Last Updated: January 23, 2007

Jim Hill, January 2007

Please forgive the repetition, but it's been another a winter of chair lifts and the pillaging of lift-accessed backcountry for me...which explains the dearth of b/c reports so far. What can I say? Take the excellent snow conditions we've enjoyed this season, and mix in some expert 'slope management' not to mention a keen awareness for the finer lines, and you've clocked the equivalent vertical feet-per-day of say 10 Jim Hill's. I know, I know...what gluttons we are.

But alas, lest we become hopelessly lazy and succumb completely to the mechanized convieniences society affords us, there's always a time and place for a backcountry tour. It had been about a week since the last dump - slopes at the resorts were obviously shredded, but with daytime temps in Seattle below freezing all week long, the backcountry promised to deliver in droves. And so it came to be that Andy and I would finally stretch our legs for our first tour of the season.

We rendezvoused with Jerry, Susan and Eric at the HWY2 pullout. Apparently we weren't the only ones gunning for Jim Hill on this day - there were about 10 cars parked there by the time we started skinning. In addition to our party, I counted fifteen or more people out on Jim Hill's slopes! Eric Houtkooper was also making the alternate Lanham Creek approach to Jim Hill with about twenty others in tow (we never saw Eric or his posse). I think Jerry was exaggerating the exact count, but it neverthess looked to be a seriously busy day on an otherwise relatively tame north facing slope. The race was on!
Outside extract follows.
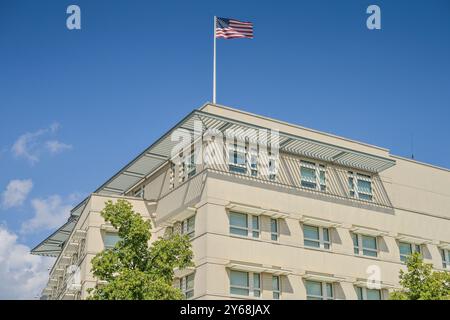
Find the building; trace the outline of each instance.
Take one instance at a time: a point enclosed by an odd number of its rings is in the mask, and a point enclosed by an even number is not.
[[[152,239],[189,234],[195,268],[174,280],[189,299],[386,299],[411,252],[450,268],[448,169],[206,104],[32,250],[57,257],[48,299],[96,285],[90,260],[117,241],[109,199],[151,219]]]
Once in the upper-bowl, Andy and I decided to continue on via Jim Hill's northwest-side in order to gain the same summit saddle Jerry and I did on our previous trip. Much to our dismay, clouds had enveloped the summit ridge by the time we got there making it very difficult to make out where exactly we were. Where was the saddle? Were we even looking down into the North Bowl? We tried waiting it out for a bit, but eventually grew impatient and cold and without a map instead opted to descend the way we came up. We re-joined the ridge crest somewhere above where Jerry and company had dropped-in and prepared for an entirely too-short ride back down the bowl. We continued all the way down to where Henry Creek drains from the lower basin and called it a day. Unfortunately, I don't have any action photos of our descent, but suffice to say they would have looked very much identical to those captured in this video clip. Heck, I even used the same home-made split this time! For the 2004 "Jim Hill" movie in it's entirety, click here. Oh, and one final word to the wise - absolutely under no circumstances should you consider returning via the east-side of Henry Creek. Believe me, however bad the west-side approach is, the east-side return is far worse!